Человек глубоко религиозный, Ломоносов не отделял резкой чертой веру от науки, видя единый источник их в Божественном откровении. “Достойны посмеяния те люди, — говорил он, — которые дерзают по физике изъяснять непонятные чудеса Божий и самые страшные христианские тайны”. Но так же нелепа и другая крайность: “почитать открытия естественных наук противными христианскому закону”. В знаменитых духовных одах “Утреннее размышление о Божием величестве” и “Вечернее размышление о Божием величестве” Ломоносов при виде исполненных чудес явлений природы славословит величие Творца.

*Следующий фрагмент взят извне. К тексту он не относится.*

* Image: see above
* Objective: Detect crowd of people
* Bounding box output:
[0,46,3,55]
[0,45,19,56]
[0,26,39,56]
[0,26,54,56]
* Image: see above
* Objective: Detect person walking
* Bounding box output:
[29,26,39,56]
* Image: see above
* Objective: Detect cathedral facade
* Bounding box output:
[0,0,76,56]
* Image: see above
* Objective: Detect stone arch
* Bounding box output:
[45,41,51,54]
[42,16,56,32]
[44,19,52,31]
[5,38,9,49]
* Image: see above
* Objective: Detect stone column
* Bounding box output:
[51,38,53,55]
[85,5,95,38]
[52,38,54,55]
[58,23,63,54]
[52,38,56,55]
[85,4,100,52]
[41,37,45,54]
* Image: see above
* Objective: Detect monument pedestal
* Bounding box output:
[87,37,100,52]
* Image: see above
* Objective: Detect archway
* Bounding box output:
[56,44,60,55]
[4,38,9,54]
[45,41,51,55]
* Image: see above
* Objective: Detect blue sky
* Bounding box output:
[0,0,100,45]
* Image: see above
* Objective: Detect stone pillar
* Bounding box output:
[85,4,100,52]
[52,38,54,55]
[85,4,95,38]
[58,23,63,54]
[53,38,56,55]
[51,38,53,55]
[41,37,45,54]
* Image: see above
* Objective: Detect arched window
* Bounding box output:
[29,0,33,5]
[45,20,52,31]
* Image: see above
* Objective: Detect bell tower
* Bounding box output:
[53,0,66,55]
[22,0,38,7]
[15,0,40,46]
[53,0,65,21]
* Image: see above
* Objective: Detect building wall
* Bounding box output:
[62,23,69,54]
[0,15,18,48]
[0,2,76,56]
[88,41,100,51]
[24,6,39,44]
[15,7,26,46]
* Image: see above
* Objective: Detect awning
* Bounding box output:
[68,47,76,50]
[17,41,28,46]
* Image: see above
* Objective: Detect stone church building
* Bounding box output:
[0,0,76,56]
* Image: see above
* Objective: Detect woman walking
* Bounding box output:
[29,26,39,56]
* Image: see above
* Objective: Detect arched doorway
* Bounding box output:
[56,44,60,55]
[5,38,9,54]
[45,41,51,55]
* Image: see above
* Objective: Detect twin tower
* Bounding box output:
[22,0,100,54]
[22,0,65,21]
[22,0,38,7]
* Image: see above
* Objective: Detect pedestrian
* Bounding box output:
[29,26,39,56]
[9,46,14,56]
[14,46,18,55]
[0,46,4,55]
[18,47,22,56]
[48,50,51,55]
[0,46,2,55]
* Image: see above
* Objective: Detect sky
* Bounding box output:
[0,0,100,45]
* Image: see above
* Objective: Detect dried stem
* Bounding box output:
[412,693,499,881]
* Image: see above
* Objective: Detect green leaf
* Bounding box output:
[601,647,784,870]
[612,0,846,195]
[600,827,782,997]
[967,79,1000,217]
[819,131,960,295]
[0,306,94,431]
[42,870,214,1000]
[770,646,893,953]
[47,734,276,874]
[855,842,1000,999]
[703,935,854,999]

Между тем, все более очевидными становились узость, окаменелость заимствованных у чужеземцев форм, приемов, которые мешали русской литературе выйти на путь самостоятельного национального развития. Любопытно “приказание” знаменитого Г. А. Потемкина драматургу А. П. Сумарокову, чтобы он написал “трагедию без рифм”. По этому поводу П. А. Вяземский в своей статье “О Сумарокове” пишет: “Это показывает проницательность и оригинальность ума Потемкина, который, и не бывши автором, требовал уже от драмы нашей новых покушений, не довольствуясь исключительным подражанием узким формам трагедии французской”. Но тот же Сумароков следовал не только французским литературными образцам. Гордо именуя себя “русским Вольтером”, он вносил в свои сочинения то, что называли тогда вольнодумством, подрывавшим устои государственности, Православия. В трагедии “Димитрий Самозванец” отвергается божественное происхождение царской власти, авторитет царя, как помазанника Божиего: “Когда б не царствовал в России ты злонравно, Димитрий ты иль нет, сие народу равно”. “Пускай Отрепьев он, но и среди обмана, коль он достойный царь, достоин царска сана”. Масонские идеи находят отражение в риторике, лексике, цель которой — размыть абсолютные религиозно-церковные ценности путем внесения абстрактно-гуманистических “общечеловеческих” понятий. Автор “Истории русской словесности, древней и новой” А. Галахов (СПб., 1863) пишет об отсутствии у Сумарокова “твердых начал”: “В сочинениях его часто не видишь определенного понятия как о том, что он осуждает или хвалит, так и о том, во имя чего произносится осуждение или похвала... Слова: наука, истина, честь, философия, суеверие, неверие... не сходили у него с языка, но ему было бы трудно заключить их в точные формулы. Что именно разумел он под ними? Всегда ли принимал их в одном и том же смысле? Вот вопросы, на которые не всегда есть решительные ответы в его сочинениях”. Масонский характер лексики Сумарокова и может быть ответом на недоумение исследователя.